Internationale Beachtung fanden seine mentalitäts- und sozialgeschichtlichen Studien zur „Geschichte der Religiosität im Mittelalter“, so auch der Titel seines Buchs aus dem Jahr 1997. Große Anerkennung erntete Angenendt 2007 auch für das Werk „Toleranz und Gewalt. Das Christentum zwischen Bibel und Schwert“. Darin widerlegt er zahlreiche klassische Vorurteile gegen das Christentum hinsichtlich Inquisition, Hexenverbrennung und den Umgang mit Ketzern.

Lange Jahre Professor in Münster

Angenendt wurde am 12. August 1934 im niederrheinischen Goch geboren und am 2. Februar 1963 in Münster zum Priester geweiht. 1971 promovierte er in Katholischer Theologie, 1975 habilitierte er sich in dem Fach. 1976 wurde er als Professor für Kirchengeschichte an die Universität Bochum berufen.

1981 kehrte er an die Universität Münster zurück, wo er bereits als Assistent gearbeitet hatte. Nach zwei Jahren als Liturgiewissenschafts-Professor übernahm er 1983 den Lehrstuhl für Mittlere und Neuere Kirchengeschichte. Ihn hatte er bis zur Emeritierung 1999 inne. Als Ruheständler forschte er weiter am Exzellenzcluster „Religion und Politik“ der Uni Münster.

Bedeutende Bücher

Angenendt war Gastprofessor in Princeton und an der École des Hautes Études en Sciences Sociales in Paris. Seit 1997 war er Mitglied der Nordrhein-Westfälischen Akademie der Wissenschaften, seit 1999 theologischer Ehrendoktor der Universität Lund in Schweden.

2015 veröffentlichte der an Parkinson erkrankte Theologe das Buch „Ehe, Liebe und Sexualität im Christentum“. Darin fordert er, Pflichtzölibat und katholische Sexuallehre auf den Prüfstand zu stellen. 2018 erschien sein Buch „Lasst beides wachsen bis zur Ernte. Toleranz in der Geschichte des Christentums“.

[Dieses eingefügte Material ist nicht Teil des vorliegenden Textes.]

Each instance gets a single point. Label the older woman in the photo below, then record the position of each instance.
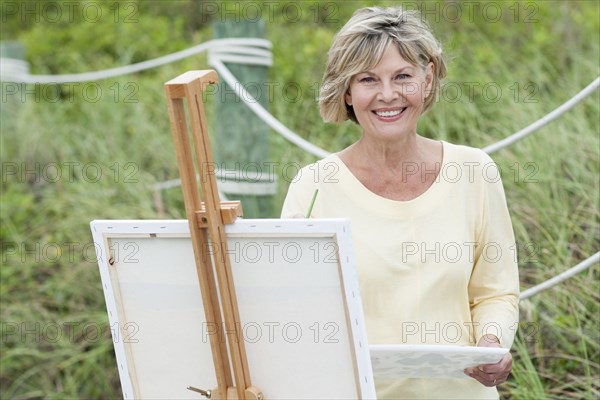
(432, 234)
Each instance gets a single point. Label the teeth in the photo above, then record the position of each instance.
(388, 113)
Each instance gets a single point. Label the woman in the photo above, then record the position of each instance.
(432, 235)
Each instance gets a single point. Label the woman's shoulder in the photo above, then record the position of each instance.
(460, 152)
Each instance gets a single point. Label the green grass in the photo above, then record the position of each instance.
(550, 178)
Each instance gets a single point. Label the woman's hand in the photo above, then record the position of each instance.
(491, 374)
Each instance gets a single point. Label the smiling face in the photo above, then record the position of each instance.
(388, 99)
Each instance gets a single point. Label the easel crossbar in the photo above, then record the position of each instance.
(207, 219)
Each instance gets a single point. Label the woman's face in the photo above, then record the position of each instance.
(388, 99)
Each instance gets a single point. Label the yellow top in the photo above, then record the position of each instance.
(438, 269)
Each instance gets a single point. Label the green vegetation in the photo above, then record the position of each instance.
(71, 155)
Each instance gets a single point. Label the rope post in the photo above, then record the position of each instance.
(242, 146)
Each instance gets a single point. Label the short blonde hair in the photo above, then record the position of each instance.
(361, 44)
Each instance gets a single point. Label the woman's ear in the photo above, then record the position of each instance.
(429, 79)
(348, 97)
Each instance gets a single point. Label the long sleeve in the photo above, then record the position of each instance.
(494, 284)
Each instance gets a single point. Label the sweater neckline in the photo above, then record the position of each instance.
(381, 205)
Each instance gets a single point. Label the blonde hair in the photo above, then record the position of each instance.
(361, 44)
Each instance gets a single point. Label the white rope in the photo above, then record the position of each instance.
(252, 51)
(262, 113)
(18, 76)
(582, 266)
(589, 89)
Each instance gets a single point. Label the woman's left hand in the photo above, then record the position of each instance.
(491, 374)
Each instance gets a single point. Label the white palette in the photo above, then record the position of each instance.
(439, 361)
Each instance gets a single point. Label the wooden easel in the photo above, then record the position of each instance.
(207, 228)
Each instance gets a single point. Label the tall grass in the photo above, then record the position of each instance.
(55, 334)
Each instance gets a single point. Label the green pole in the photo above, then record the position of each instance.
(241, 138)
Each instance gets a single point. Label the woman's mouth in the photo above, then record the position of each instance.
(390, 114)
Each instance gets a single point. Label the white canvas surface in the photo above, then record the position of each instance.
(297, 290)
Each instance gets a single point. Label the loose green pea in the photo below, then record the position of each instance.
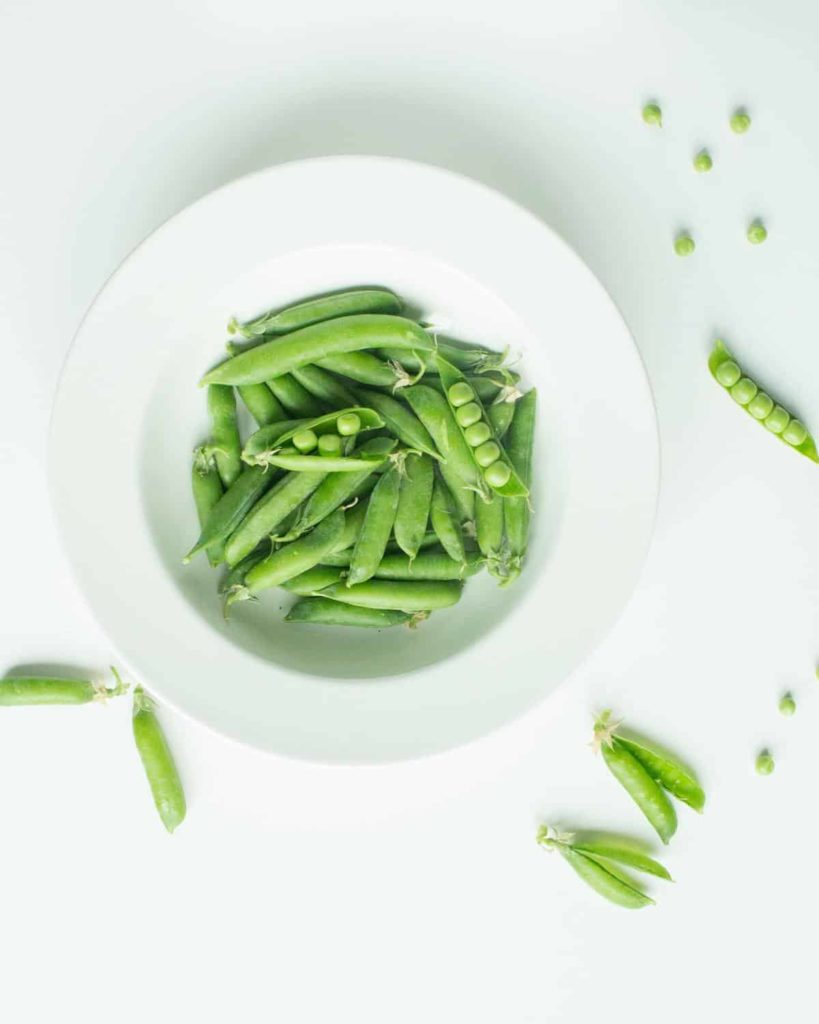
(740, 122)
(684, 245)
(348, 424)
(330, 444)
(728, 373)
(461, 393)
(305, 440)
(652, 115)
(794, 432)
(787, 705)
(467, 415)
(743, 391)
(761, 406)
(777, 420)
(498, 474)
(487, 454)
(757, 232)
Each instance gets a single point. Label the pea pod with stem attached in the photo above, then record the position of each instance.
(745, 392)
(158, 762)
(359, 300)
(311, 344)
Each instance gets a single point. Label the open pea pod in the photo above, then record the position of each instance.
(746, 393)
(512, 485)
(261, 445)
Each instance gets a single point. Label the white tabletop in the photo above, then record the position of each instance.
(416, 892)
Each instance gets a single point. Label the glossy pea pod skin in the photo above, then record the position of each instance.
(324, 307)
(415, 497)
(726, 371)
(379, 520)
(311, 344)
(158, 762)
(224, 431)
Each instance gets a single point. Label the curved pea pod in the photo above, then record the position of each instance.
(311, 344)
(358, 300)
(725, 370)
(321, 611)
(268, 439)
(400, 421)
(158, 762)
(513, 486)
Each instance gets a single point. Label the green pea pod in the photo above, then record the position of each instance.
(231, 508)
(320, 611)
(163, 777)
(758, 404)
(512, 486)
(414, 502)
(359, 300)
(269, 512)
(324, 385)
(377, 527)
(311, 344)
(224, 429)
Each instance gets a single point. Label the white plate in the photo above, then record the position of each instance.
(128, 414)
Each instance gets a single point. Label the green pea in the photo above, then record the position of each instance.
(467, 415)
(743, 391)
(487, 454)
(728, 373)
(460, 394)
(761, 404)
(652, 115)
(305, 440)
(757, 232)
(739, 122)
(330, 444)
(348, 424)
(777, 420)
(794, 433)
(787, 705)
(477, 434)
(498, 474)
(684, 245)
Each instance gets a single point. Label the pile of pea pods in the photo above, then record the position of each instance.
(388, 465)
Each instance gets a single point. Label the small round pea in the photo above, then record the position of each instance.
(652, 115)
(487, 454)
(461, 393)
(743, 391)
(498, 474)
(761, 406)
(467, 415)
(477, 434)
(739, 122)
(787, 705)
(684, 245)
(330, 444)
(757, 232)
(794, 432)
(305, 440)
(728, 373)
(777, 420)
(348, 424)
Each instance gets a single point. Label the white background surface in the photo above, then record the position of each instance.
(416, 893)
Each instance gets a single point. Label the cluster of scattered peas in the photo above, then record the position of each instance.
(739, 123)
(388, 465)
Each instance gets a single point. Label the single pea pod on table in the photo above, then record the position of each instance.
(745, 392)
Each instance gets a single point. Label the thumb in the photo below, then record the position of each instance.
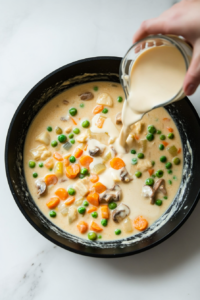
(192, 78)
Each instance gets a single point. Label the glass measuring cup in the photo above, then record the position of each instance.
(144, 44)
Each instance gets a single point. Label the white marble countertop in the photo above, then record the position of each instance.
(37, 37)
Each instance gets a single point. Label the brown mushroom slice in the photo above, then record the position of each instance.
(86, 96)
(41, 187)
(125, 176)
(118, 118)
(159, 186)
(113, 194)
(95, 152)
(120, 213)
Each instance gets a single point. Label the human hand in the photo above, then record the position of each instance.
(182, 19)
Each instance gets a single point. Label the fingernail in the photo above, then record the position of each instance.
(190, 89)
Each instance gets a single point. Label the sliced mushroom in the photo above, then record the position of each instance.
(113, 194)
(41, 187)
(125, 176)
(120, 213)
(86, 96)
(118, 118)
(159, 186)
(95, 152)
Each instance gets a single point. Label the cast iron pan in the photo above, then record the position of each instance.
(101, 69)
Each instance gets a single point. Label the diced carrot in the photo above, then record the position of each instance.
(93, 198)
(165, 143)
(170, 129)
(99, 123)
(57, 156)
(105, 212)
(137, 137)
(99, 187)
(72, 171)
(86, 160)
(54, 201)
(78, 152)
(94, 178)
(140, 223)
(91, 209)
(117, 163)
(95, 227)
(151, 171)
(82, 227)
(50, 179)
(97, 109)
(61, 193)
(69, 201)
(74, 122)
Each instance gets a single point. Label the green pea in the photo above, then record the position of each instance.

Mitreißender und humorvoller Redner

Angenendt war ein mitreißender, humorvoller Rhetoriker und Prediger. Er sagte einmal, er habe seine Grabplatte bereits anfertigen lassen, die Inschrift laute: „Hier ruht einer, der fortwährend gutachten musste. Mögest du, oh Herr, ihn nicht schlecht achten.“ Ob er das augenzwinkernd gemeint hat, muss vorerst offen bleiben.

Requiem und Beisetzung am 16. August
Das Requiem für Arnold Angenendt wird am Montag, 16. August, um 9.30 Uhr in der St.-Theresia-Kirche, Waldeyerstraße 60, in Münster gefeiert; der Eucharistiefeier steht Weihbischof Stefan Zekorn vor, ein Schüler Angenendts, wie "Kirche-und-Leben.de" aus dem Umfeld des Verstorbenen erfuhr. Um 11 Uhr schließt sich die Beisetzung auf dem Zentralfriedhof in Münster an. | mn

Update 21 Uhr: Informationen zu Requiem und Beisetzung.